店のあちこちで韓国語が飛び交う有名韓国料理店

東京の手打ち冷麺店シリーズの続き。今回は新大久保の「オジャンドン」と同じく「咸興式」のお店をご紹介したいと思う。
(冷麺は、大きくはそば粉を主に用いる「平壌式」とサツマイモやじゃがいものでんぷんを主に使う「咸興式」に分かれます。)

赤坂駅から赤坂見附駅に向かってぶらりと歩いていると、実に数多くの韓国料理店が軒を連ねる様が目に飛び込んでくる。新宿区に位置する新大久保~大久保のように広範囲ではないにしても、路地を歩けば、おっ、赤坂のこんなところにディープな店が!と思うような韓国料理店がたくさんあって、この辺りはまさにプチコリアンタウンというにふさわしい場所である。

外観
風格が漂う少し奥まった店頭。一本隣の通り(外堀通り側)には別館も。
と、そんなこの界隈は、店がひしめきあうだけあり、店の新旧が激しいのも事実。その状況下で客の半数以上が韓国人。店内には韓国語が飛び交い、古くから韓国人に愛され続けている店が「母心卿 チョンギワ」である。

韓国を旅し、手打ち冷麺のおいしさに開眼して以来、日本(東京)でおいしい冷麺を食べたい!と思ったときに、「KORYO」と並んでまず先に訪れた店ということもあり、私にとっては実に思い出深い店。冷麺に対して、“麺はやっぱり手打ちだね!”というような指標を作ってくれた店のひとつでもあるんです。

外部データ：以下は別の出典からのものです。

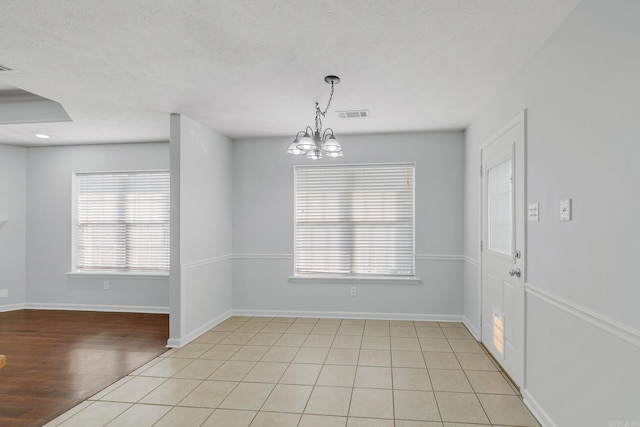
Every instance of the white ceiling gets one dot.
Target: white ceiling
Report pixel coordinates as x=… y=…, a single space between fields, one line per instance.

なにしろ、ここの麺は細くてのど越しがいいのに、コシは十分!申し分ないくらい強いのだが、かといって噛み切れないわけではなく、適度な弾力加減がなかなか。聞けば、麺は韓国産のサツマイモの粉とそば粉を8対2で混ぜているという。

なるほど、咸興式といっても、サツマイモ粉100%じゃなく、そば粉が少し入っているから麺が程よく噛み切れるのね。噛み切れないほどコシが強い麺ってあるけれど、あれって最初はよくても、最後の頃にはどうもアゴが疲れてしまってね・・・。だから、ワタシはこれぐらいの食感が好みなのだ。